Le durcissement de la situation mondiale se lit dans les banderoles qui réclament la paix, sur un ton parfois dramatique (ainsi les enfants demandant "Papas, mamans, protégez-nous, nous voulons vivre"), ainsi que dans la mise en avant de la figure d'Henri Martin, figure de la lutte contre la guerre d'Indochine.

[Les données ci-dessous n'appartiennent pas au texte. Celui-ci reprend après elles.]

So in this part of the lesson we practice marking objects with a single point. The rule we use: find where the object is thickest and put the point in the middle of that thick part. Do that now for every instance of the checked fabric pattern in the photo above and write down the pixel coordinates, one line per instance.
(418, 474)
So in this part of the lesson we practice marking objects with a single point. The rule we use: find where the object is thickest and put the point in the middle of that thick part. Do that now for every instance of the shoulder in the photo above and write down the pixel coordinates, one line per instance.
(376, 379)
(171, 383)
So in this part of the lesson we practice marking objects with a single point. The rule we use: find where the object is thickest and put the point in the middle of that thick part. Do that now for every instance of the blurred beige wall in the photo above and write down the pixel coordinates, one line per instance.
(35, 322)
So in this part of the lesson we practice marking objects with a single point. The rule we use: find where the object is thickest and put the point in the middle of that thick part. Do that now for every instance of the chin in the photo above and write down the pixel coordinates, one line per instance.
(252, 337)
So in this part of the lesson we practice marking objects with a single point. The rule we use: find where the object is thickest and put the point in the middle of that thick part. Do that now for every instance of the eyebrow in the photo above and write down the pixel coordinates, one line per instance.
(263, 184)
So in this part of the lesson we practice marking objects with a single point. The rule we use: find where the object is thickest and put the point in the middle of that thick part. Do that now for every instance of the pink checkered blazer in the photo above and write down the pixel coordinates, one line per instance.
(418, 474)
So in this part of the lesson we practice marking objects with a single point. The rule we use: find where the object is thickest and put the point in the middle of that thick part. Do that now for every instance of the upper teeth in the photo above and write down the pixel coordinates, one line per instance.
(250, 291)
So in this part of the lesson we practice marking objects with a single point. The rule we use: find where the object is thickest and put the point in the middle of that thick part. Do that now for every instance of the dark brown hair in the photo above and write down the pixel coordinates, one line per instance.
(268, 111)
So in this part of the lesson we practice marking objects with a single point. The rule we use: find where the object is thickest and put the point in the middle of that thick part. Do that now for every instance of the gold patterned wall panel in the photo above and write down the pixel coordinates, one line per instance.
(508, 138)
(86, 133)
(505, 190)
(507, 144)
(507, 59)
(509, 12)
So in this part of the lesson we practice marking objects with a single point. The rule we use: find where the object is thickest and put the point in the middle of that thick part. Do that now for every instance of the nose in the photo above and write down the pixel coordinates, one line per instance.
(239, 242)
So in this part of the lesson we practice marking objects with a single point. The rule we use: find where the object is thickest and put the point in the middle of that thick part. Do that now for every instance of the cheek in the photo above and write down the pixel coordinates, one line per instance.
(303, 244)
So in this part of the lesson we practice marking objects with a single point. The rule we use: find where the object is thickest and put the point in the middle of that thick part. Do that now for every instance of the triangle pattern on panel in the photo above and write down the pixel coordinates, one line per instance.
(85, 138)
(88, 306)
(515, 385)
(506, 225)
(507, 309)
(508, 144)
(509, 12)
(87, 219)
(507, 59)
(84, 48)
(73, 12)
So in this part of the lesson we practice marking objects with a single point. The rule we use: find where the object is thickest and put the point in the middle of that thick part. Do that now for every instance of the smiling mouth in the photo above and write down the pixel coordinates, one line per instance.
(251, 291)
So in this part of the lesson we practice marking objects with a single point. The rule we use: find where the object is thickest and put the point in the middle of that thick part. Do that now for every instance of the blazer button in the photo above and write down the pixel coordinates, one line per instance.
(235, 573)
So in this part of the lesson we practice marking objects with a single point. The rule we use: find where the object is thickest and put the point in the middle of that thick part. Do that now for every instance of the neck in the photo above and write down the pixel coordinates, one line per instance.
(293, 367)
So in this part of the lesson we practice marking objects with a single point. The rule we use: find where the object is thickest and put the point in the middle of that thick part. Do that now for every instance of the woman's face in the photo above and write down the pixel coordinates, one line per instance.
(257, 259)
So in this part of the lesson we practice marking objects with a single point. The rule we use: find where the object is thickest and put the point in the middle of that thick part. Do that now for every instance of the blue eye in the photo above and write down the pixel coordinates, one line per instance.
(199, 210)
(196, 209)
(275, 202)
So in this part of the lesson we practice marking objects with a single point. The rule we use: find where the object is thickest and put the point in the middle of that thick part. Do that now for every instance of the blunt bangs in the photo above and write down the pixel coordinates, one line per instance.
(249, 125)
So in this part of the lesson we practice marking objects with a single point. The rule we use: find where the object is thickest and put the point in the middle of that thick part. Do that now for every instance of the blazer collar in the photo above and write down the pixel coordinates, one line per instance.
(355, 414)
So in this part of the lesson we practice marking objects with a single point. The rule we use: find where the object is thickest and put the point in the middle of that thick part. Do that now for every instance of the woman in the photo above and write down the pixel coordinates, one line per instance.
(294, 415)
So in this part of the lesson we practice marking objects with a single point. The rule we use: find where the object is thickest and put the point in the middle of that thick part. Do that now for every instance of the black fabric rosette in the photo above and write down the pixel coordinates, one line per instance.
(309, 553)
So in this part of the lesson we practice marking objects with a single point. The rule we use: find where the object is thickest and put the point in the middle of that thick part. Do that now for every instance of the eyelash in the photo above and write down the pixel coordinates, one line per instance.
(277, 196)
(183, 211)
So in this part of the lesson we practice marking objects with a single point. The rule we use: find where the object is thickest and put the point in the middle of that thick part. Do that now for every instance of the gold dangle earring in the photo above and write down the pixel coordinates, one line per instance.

Mieux vivre à Bagnolet, le débat est ouvert
- Le rôle des femmes dans les politiques sociales et culturelles des villes
Réalisé au début des années 1970, ce film met en avant les avancées sociales et les mutations urbaines dans la municipalité communiste de Bagnolet, alors dirigée par Jacqueline Chonavel, rare figure de femme maire d'une grande ville.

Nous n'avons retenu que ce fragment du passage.